Bringing a new puppy home is one of the most exciting experiences for any dog parent. But it’s essential to puppy-proof your home, so your pet stays safe and you can enjoy those wonderful first few days.
Puppies have lots of energy but little common sense. If they can chew something, they probably will – even if it’s an electric power cord or box of medication. A puppy’s developing bones are also more fragile than most people think.
It’s your responsibility to prepare a safe home for your new pet. Here are seven potential dangers to address when puppy proofing.
1. Secure Medication in a High Cupboard
Medication is a common cause of canine poisoning. Dogs don’t understand those little white pills in a chewable box are dangerous, and many will eat the whole pack before you have a chance to intervene.
For this reason, place medication in a high cupboard or drawer. I recommend installing a child lock for extra security, as larger breeds may still be able to reach and open high cupboards.
You should also put your dog in a different room when dispensing pills. A puppy is likely to eat a dropped pill before you have a chance to react.
2. Remove Poisonous Plants
There are a surprising number of houseplants that are poisonous to dogs. The consequences of eating a leaf or flower varies from a stomach upset to seizures and death, so toxic plants shouldn’t be ignored.
Common houseplants that are toxic to dogs include:
- Sago Palm
- Calla Lily
Check each houseplant in your home to see whether it’s safe for your new puppy and remove any that could be dangerous.

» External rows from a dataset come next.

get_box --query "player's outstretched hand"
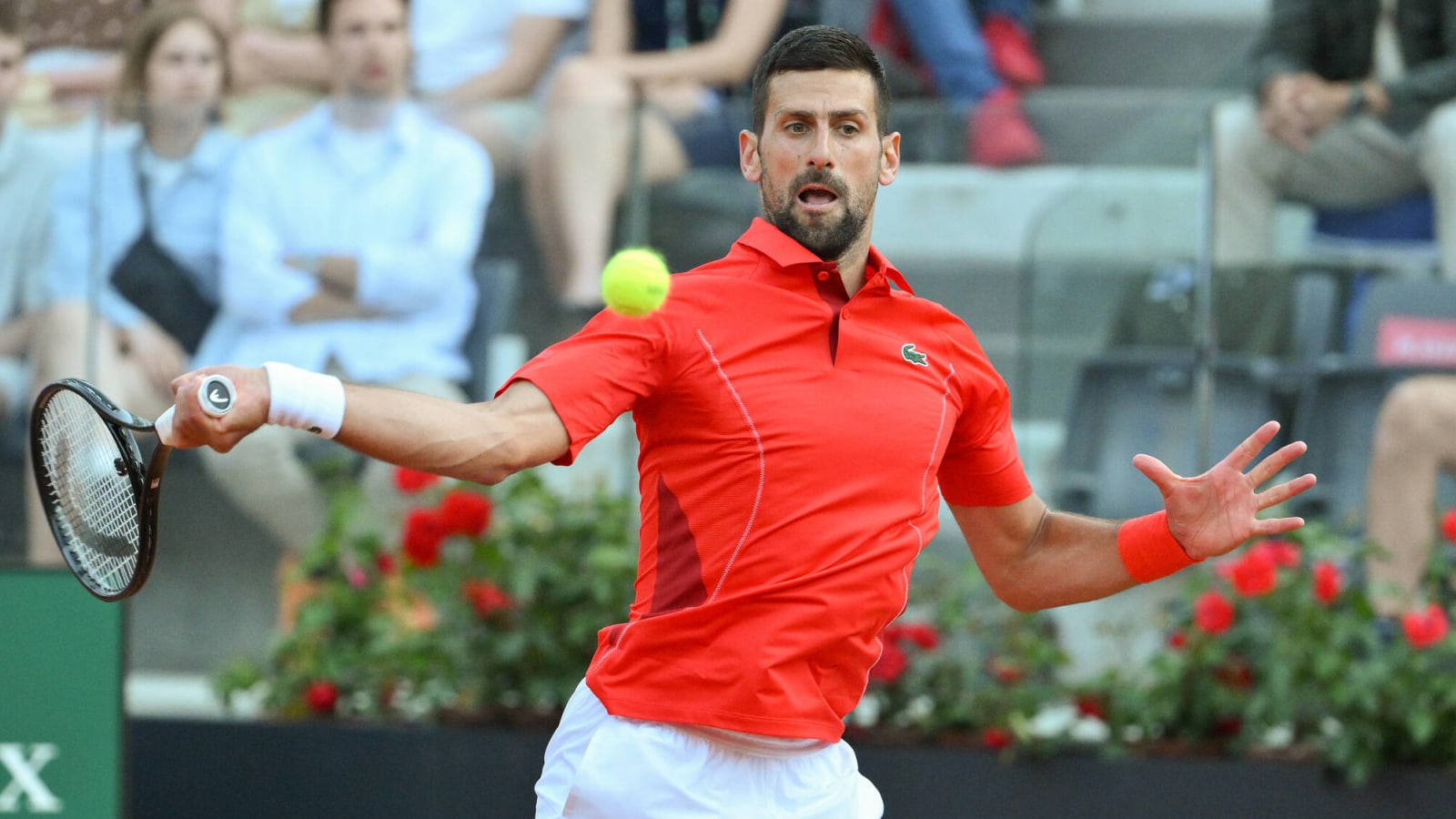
[1133,421,1315,560]
[172,366,269,451]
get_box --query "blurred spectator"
[198,0,329,136]
[0,0,56,422]
[197,0,492,625]
[1366,375,1456,616]
[869,0,1044,167]
[31,3,236,560]
[1213,0,1456,277]
[410,0,592,177]
[526,0,786,309]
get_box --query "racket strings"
[41,390,141,592]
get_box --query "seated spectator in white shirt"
[410,0,592,177]
[198,0,492,627]
[26,3,238,562]
[0,3,56,429]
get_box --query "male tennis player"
[165,26,1315,819]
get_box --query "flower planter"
[128,719,1456,819]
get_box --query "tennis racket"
[31,376,238,602]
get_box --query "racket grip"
[151,407,177,446]
[151,376,238,446]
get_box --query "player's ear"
[879,131,900,185]
[738,130,763,185]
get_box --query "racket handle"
[153,376,238,446]
[151,407,177,446]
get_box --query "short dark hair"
[0,0,22,38]
[318,0,410,36]
[753,26,890,137]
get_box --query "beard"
[759,167,869,261]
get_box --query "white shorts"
[536,682,884,819]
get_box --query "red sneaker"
[966,86,1043,167]
[981,15,1046,87]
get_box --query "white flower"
[1261,723,1294,748]
[1067,714,1112,744]
[905,693,935,723]
[849,693,881,729]
[1028,703,1077,739]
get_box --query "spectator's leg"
[1417,104,1456,281]
[1366,376,1456,616]
[527,58,687,308]
[1213,97,1425,265]
[197,426,328,631]
[893,0,1002,105]
[359,376,468,547]
[973,0,1046,87]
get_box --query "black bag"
[111,152,217,353]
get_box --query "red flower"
[460,580,515,620]
[1213,717,1243,739]
[1216,657,1254,691]
[1400,603,1451,649]
[1441,509,1456,543]
[374,552,399,576]
[440,490,490,538]
[901,622,941,650]
[1192,591,1233,634]
[1077,693,1107,723]
[1315,560,1345,606]
[869,640,910,685]
[403,509,449,569]
[981,727,1012,751]
[395,466,440,495]
[1228,548,1279,598]
[303,679,339,714]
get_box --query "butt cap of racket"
[155,376,238,446]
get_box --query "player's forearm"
[976,511,1138,612]
[335,382,568,484]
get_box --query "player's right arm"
[162,359,570,484]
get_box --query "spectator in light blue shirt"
[26,5,236,561]
[198,0,492,625]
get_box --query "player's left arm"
[951,421,1315,611]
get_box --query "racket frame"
[31,379,172,602]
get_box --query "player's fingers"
[1133,453,1178,486]
[1249,440,1309,487]
[1255,473,1316,509]
[1250,518,1305,538]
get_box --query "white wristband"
[264,361,344,439]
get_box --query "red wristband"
[1117,511,1199,583]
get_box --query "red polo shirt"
[502,220,1031,742]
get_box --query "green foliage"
[216,472,1456,784]
[216,472,636,720]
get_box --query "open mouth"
[798,185,839,208]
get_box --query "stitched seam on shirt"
[901,364,956,605]
[697,329,767,603]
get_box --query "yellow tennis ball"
[602,248,672,318]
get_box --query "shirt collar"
[738,216,915,296]
[0,114,25,177]
[304,100,422,148]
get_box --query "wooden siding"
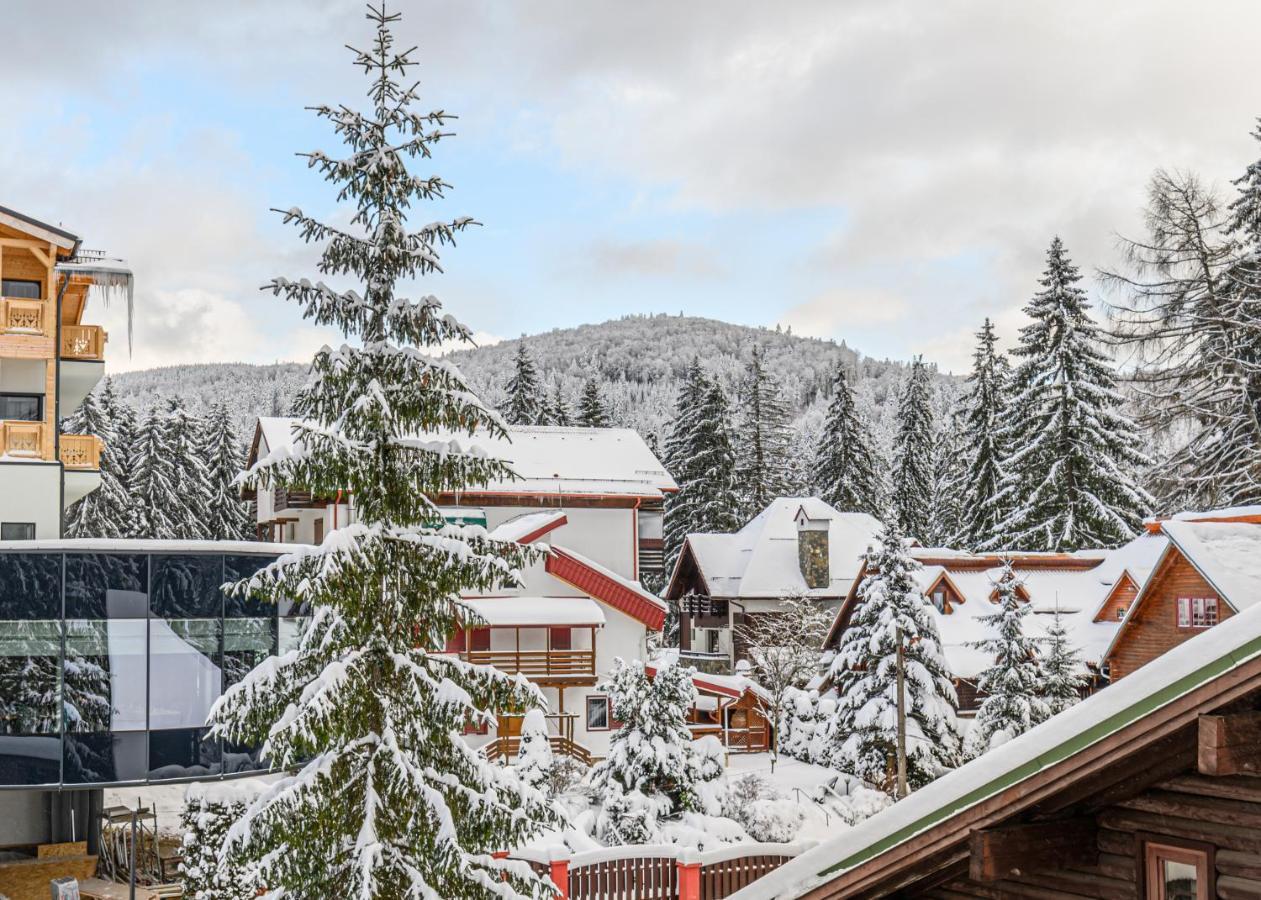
[1106,548,1232,681]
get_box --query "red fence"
[513,843,810,900]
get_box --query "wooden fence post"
[676,850,701,900]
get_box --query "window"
[1178,597,1217,628]
[0,393,44,422]
[586,697,609,731]
[0,279,39,300]
[1144,841,1214,900]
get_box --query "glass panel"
[223,619,276,689]
[66,553,149,619]
[223,556,276,619]
[149,619,223,729]
[0,735,62,784]
[62,731,149,784]
[1160,860,1199,900]
[150,553,223,619]
[0,620,62,735]
[149,729,223,782]
[0,553,62,619]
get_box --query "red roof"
[545,547,666,632]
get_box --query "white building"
[250,418,677,758]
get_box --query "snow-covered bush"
[179,782,259,900]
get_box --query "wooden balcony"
[460,650,595,678]
[62,325,110,361]
[62,435,102,471]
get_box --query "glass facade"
[0,548,290,788]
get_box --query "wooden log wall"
[915,774,1261,900]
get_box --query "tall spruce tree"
[982,237,1151,551]
[503,335,547,425]
[963,560,1049,759]
[815,361,885,518]
[66,378,132,538]
[946,319,1010,547]
[211,6,554,900]
[578,378,613,429]
[830,519,960,794]
[198,403,252,541]
[739,344,792,518]
[892,357,936,541]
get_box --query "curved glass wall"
[0,545,296,788]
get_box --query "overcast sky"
[0,0,1261,371]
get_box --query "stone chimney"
[794,507,832,590]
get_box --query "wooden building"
[1100,512,1261,681]
[734,594,1261,900]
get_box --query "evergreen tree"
[199,403,253,541]
[66,378,131,538]
[163,397,213,541]
[130,407,182,538]
[892,357,936,539]
[578,378,613,429]
[831,521,960,794]
[211,8,555,900]
[1039,606,1090,716]
[982,237,1151,551]
[503,335,547,425]
[946,319,1010,547]
[738,344,792,517]
[965,560,1048,759]
[815,361,884,518]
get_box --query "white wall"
[0,463,62,539]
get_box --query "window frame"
[1135,832,1217,900]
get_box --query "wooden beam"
[1199,712,1261,775]
[968,817,1100,882]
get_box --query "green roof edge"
[818,637,1261,876]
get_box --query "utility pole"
[898,625,907,800]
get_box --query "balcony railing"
[62,325,110,359]
[460,650,595,678]
[62,435,102,470]
[0,297,48,334]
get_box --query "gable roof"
[248,416,678,499]
[671,497,880,599]
[733,592,1261,900]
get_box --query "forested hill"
[113,315,947,445]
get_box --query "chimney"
[793,507,832,590]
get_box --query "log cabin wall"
[1107,551,1232,681]
[912,766,1261,900]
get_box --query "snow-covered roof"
[250,416,678,498]
[463,596,605,626]
[687,497,880,599]
[731,592,1261,900]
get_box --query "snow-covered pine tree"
[163,397,214,541]
[130,407,182,539]
[1038,606,1090,716]
[738,344,792,518]
[981,237,1151,551]
[578,378,613,429]
[831,518,960,794]
[963,560,1049,759]
[503,334,547,425]
[892,357,936,541]
[211,6,555,900]
[815,359,885,518]
[946,319,1011,547]
[198,403,253,541]
[66,378,132,538]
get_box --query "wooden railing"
[0,420,44,459]
[62,435,101,470]
[0,297,48,334]
[62,325,110,359]
[460,650,595,677]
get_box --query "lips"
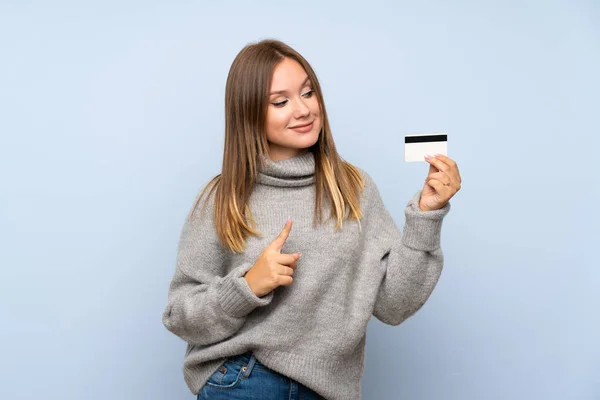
[290,121,315,133]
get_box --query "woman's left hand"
[419,154,462,211]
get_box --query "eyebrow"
[269,76,310,96]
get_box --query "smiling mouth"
[290,121,314,129]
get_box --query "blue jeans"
[197,352,323,400]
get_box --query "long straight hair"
[192,40,365,253]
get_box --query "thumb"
[271,217,292,251]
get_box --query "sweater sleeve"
[162,189,273,345]
[366,171,450,325]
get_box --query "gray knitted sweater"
[163,152,450,400]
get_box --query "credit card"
[404,133,448,162]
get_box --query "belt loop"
[242,353,256,378]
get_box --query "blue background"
[0,0,600,400]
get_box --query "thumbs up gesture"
[244,219,301,297]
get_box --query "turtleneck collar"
[257,151,315,187]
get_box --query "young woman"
[163,40,461,400]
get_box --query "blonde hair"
[192,40,365,252]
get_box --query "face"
[266,58,321,161]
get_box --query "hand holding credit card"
[404,133,448,162]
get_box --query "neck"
[257,151,315,187]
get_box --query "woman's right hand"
[244,219,301,297]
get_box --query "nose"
[294,98,310,119]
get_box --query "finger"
[277,266,294,276]
[427,179,449,195]
[425,172,454,186]
[271,218,292,251]
[425,157,450,172]
[435,154,462,183]
[275,253,300,265]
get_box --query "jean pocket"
[206,360,243,389]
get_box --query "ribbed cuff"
[402,190,450,251]
[218,263,273,318]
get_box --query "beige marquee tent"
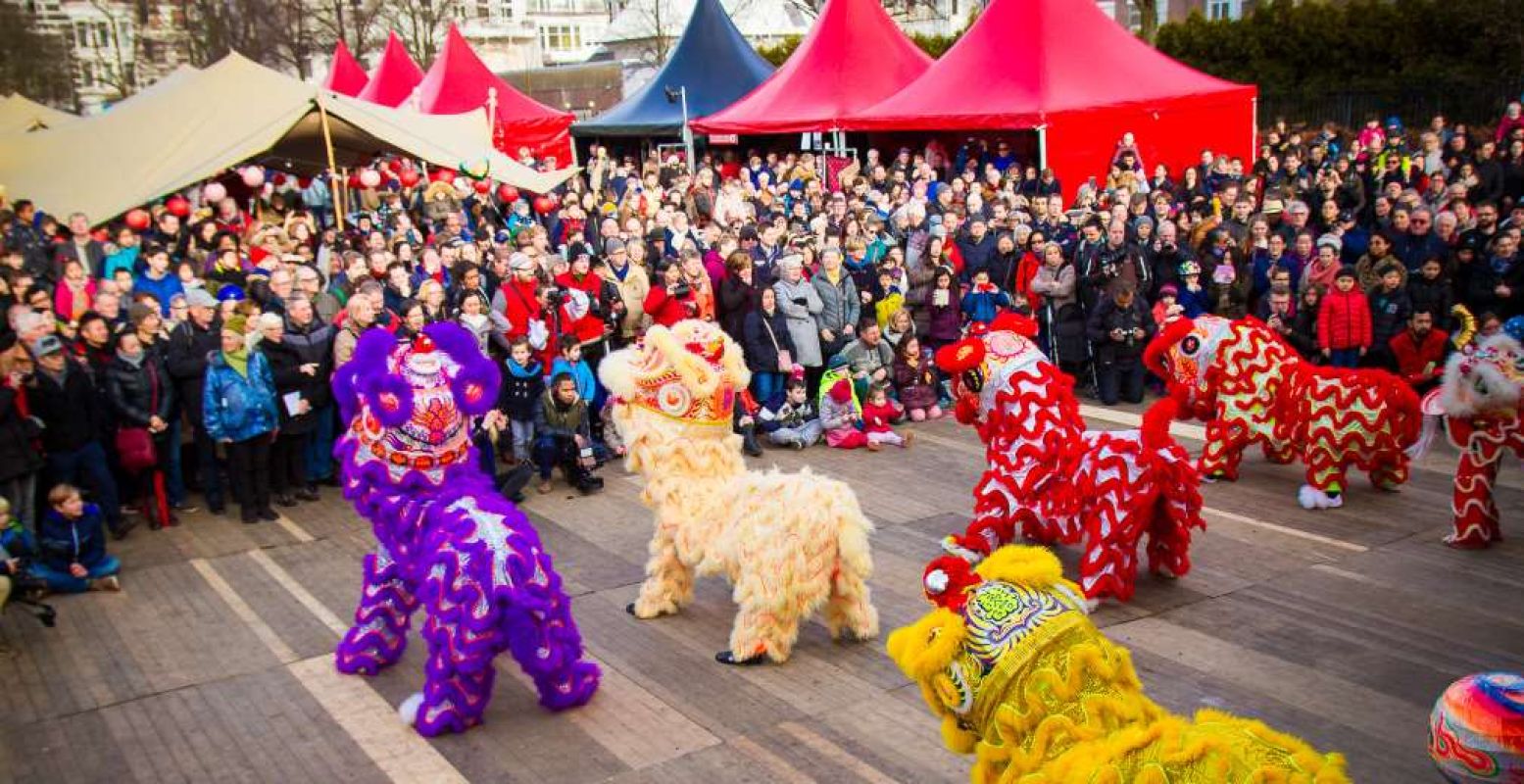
[0,53,576,222]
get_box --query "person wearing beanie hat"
[1318,266,1372,368]
[201,313,280,523]
[820,372,868,449]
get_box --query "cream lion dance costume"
[937,315,1205,601]
[1412,318,1524,549]
[599,320,878,663]
[889,545,1349,784]
[1145,316,1420,510]
[334,323,599,735]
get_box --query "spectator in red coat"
[1318,266,1372,368]
[1389,310,1450,392]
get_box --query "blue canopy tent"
[571,0,772,137]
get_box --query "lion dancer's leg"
[503,551,601,710]
[334,551,418,675]
[1197,417,1249,482]
[1445,424,1524,549]
[625,520,694,617]
[398,607,497,737]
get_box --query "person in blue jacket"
[30,485,122,593]
[201,315,280,523]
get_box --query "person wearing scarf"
[201,313,280,523]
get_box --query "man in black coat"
[165,288,224,514]
[27,334,135,538]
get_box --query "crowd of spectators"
[0,104,1524,558]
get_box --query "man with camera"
[1087,280,1155,406]
[535,372,604,496]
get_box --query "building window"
[539,24,582,52]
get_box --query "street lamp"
[663,87,694,173]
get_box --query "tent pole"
[317,93,344,232]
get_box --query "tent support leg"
[317,94,344,232]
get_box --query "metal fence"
[1258,77,1524,128]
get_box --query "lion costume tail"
[1142,398,1207,576]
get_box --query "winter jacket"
[742,308,799,372]
[959,283,1010,323]
[165,318,222,422]
[890,356,937,409]
[201,351,280,441]
[259,339,327,436]
[25,359,110,453]
[36,504,105,572]
[1365,287,1412,353]
[1318,287,1372,351]
[772,277,824,368]
[1387,329,1450,386]
[105,351,175,427]
[0,381,43,482]
[497,359,546,422]
[1085,298,1158,365]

Putting the plant out of reach may not be enough, as leaves or petals could still fall on the floor.
3. Protect Your Trash
Trash cans are filled with interesting smells to tempt a puppy. Unfortunately, they also contain poisonous food, sharp objects and other items that could be dangerous for your pet – not to mention you probably want trash to remain in the bin!
Make sure all trash cans have a lid that isn’t easy for a puppy to open. For larger puppies, you may want to put the bin out of sight to remove the temptation entirely.
4. Fix Any Gaps in Fencing
A puppy’s inquisitive nature doesn’t just apply inside your home. Many young dogs won’t hesitate to cross the boundaries of your property if they find a gap in a fence or hedge.
This puts the dog at risk of getting lost, as puppies often don’t have the sense of direction required to find their way home. The dog may also be hit by a car, attacked by another dog or even stolen.
To prevent this, spend time checking every corner of your garden. Are there any weak spots in the fence? Could the gate blow open in bad weather? Or is there a hedge your pet could push through? If you find a problem, this guide has some useful tips for dog-proofing a fence.
On a side note, you may want to create a separate fenced area for your new pet to go to the toilet. This is especially important if you have children who play in the garden.
5. Beware of Batteries
The acid inside batteries can be highly toxic to dogs. Unfortunately, they are often the perfect size to either swallow or chew.
Just because batteries are inside a remote control or toy doesn’t mean they are safe. A puppy could chew the object and get to the batteries, so make sure all of these devices are kept out of reach.
Be especially careful if you have a children’s birthday or Christmas coming up. It can be easy to lose track of batteries in the excitement of opening new toys.
Note: All batteries are dangerous, but disc batteries are particularly toxic. If swallowed, the acid is released, causing serious burns throughout your dog’s digestive system.
6. Keep the Bathroom Clear
Toiletries, cleaning products, razors, and pills make the bathroom a dangerous place for a young dog. Make sure any dangerous items are safely put away in cupboards and get into a habit of checking for loose items whenever you leave the bathroom.
You should also be wary of leaving the toilet seat up. Small puppies could drown in the toilet bowl, as the slippery surfaces don’t provide grip. Toilet cleaner can also be toxic if a dog tries to drink the water.
7. Make Sure Jewellery is Out of Sight
Puppies quickly bond with their new parents. Even if you’re not around, they take comfort in anything that smells like you.
This means the bedroom is often a dog’s favourite room. Aside from having a soft bed to sleep on, all the bedding, clothes, slippers and other items have your comforting scent.
For this reason, make sure any small objects – especially jewellery – is kept in a safe place. If ingested, earrings or other small items can cause internal wounds that require immediate medical attention.
Puppy-proofing can be time-consuming, but it’s vital for keeping your new pet safe. There are many everyday items that could be dangerous, including medication, toiletries, jewellery and even houseplants, so be careful to remove or lock up anything that could harm your dog.